An extended low freight environment seen in the global VLCC, or Very Large Crude Carrier, market amid the coronavirus pandemic has left historical freight differentials for Americas-loading VLCCs in disarray.
Negotiations over the course of the week ending April 23 confirmed market participant expectations of shorter-haul East voyage rates narrowing in to freight for longer-distanced voyages to hubs in Central China and South Korea.
A lack of VLCC demand, namely in the Arab Gulf, has left owners hesitant to make the voyage to West Coast India as a lengthy list of available ships in the Arab Gulf tends to cannibalize opportunities for them to book US Gulf Coast-loading cargoes in a timely manner. The ships in the Arab Gulf that are free of cargo are looked upon as more favorable for charterers in the Americas as they hold more stable itineraries and can easily make desired laycans. A ship that is discharging at the West Coast of India could be set back an additional seven to 10 days to embark on a new voyage, one shipbroker said.
“It’s not as ironclad as it used to be,” the shipbroker said. “The problem with India isn’t port costs, the problem is that in a low market a [West Coast India] position is not as attractive.”
Historically, VLCCs discharging in Ningbo and South Korea command a $1 million premium to those unloading at Singapore, while West Coast India voyages typically trade at a range of $0-$300,000 below Singapore, with the spread occasionally moving wider in periods of unusually high freight levels. West Coast India VLCC freight was first assessed at a premium to Singapore on April 13, the first time since July 18, 2018.
Freight for the VLCC 270,000 mt Caribbean-WCI run was assessed April 23 at lump sum $3.68 million, down $25,000 from a week ago April 16, while the comparable 270,000 mt USGC-Singapore voyage ended the week down $100,000 at $3.3 million. The benchmark 270,000 mt USGC-China run, which reflects disports at Ningbo, China and all major ports in South Korea, was assessed at $4.2 million, $200,000 lower from April 16.

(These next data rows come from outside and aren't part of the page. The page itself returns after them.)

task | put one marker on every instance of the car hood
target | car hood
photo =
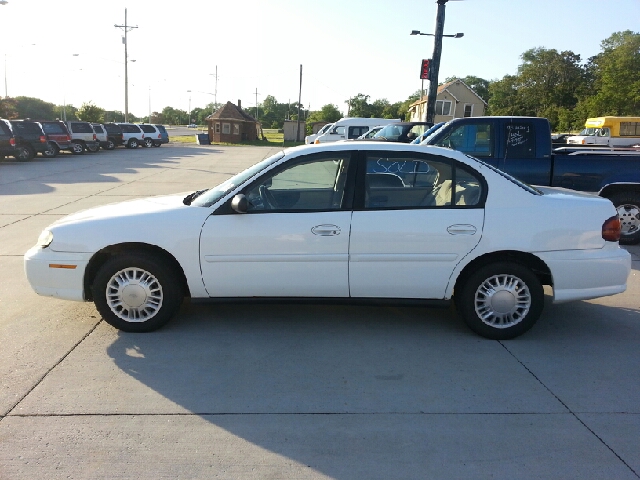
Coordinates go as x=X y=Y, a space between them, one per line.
x=127 y=208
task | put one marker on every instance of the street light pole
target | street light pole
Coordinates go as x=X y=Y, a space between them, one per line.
x=126 y=29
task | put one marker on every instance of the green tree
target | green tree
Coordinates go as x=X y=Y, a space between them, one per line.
x=28 y=107
x=89 y=112
x=616 y=77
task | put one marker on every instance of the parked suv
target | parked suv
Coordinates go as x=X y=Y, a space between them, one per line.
x=114 y=135
x=152 y=136
x=102 y=137
x=30 y=138
x=7 y=140
x=83 y=137
x=58 y=137
x=132 y=135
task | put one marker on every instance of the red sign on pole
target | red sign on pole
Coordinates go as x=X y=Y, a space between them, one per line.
x=424 y=69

Ecopetrol confirmed market expectations of steep West Coast India-destined freight after it placed the Olympic Lion on subjects April 21 for a Covenas-WCI run at $3.675 million for a May 15-19 laycan. On the same day, Hyundai Oil Bank booked the C Guardian, a Trafigura relet, for an East Coast Mexico-South Korea run at $4.15 million, set to load May 25-30.
“Owners are giving a lot of pushback to India right now,” a second shipbroker said. “It’s being talked about as more expensive to go to [West Coast India] than Singapore, which is normally reverse. That’s why Ecopetrol is struggling.”
Ecopetrol was seen out in the market for several days, while HOB was said to have received approximately seven to eight workable offers, hinting at an almost bearish Far East market in comparison to the shorter-haul journeys.
A third shipbroker said charterers were frustrated because owners say they are asking for $3.6 million for Singapore but are willing to go with $4.2 million for South Korea, which skews the differentials.
The depressed freight has also pushed other historical differentials to shift in recent days, with the typical $200,000 premium of Caribbean-loading VLCCs versus USGC-loading ships moving into the two routes trading at parity with one another on Dec. 16, 2020. The spread has held at the $200,000 level since Platts began assessing the USGC-China route in March 2018. The increased importance of ballasting ships during times of continued muted tanker demand has left Caribbean voyages at a significant time advantage for shipowners, balancing out additional port costs incurred when loading in the Caribbean of approximately $200,000.
US crude exports to India could see headwinds
A lightening crude slate in response to changes in the country’s fuel demand has caused US crude exports to India to jump at the end of 2020 and remain elevated through the start of 2021. This has added fuel to the fire for a route that is seeing owner-resistant negotiations.
Since the week ended January 1, 2021, US crude exports to India have averaged 440,854 b/d, according to Kpler data. This well exceeds the 2020 average of 277,000 b/d and the 2019 average of 255,000 b/d, according to data from the US Census Bureau. This uptick, even in 2020 from 2019, came as India’s crude imports fell 10.3% year on year to 201.5 million mt in 2020, or 4 million b/d, according to data from the Petroleum Planning and Analysis Cell, a part of India’s Ministry of Petroleum and Natural Gas.
Some headwinds could come from a recent surge in coronavirus infections in India, although the nation’s government has pledged to avoid a national lockdown. Should infections continue to rise, however, regional lockdowns are not ruled out and could have an impact on short-term demand.
Still, even with rising infections in some countries like India, S&P Global Platts Analytics expects vaccine distribution to help curb the virus spread and lead to an improving global economy in the second half of the year. Platts Analytics has forecast 2021 global GDP to grow by 5.7%, but the improving economic outlook is not expected to be uniform across all regions.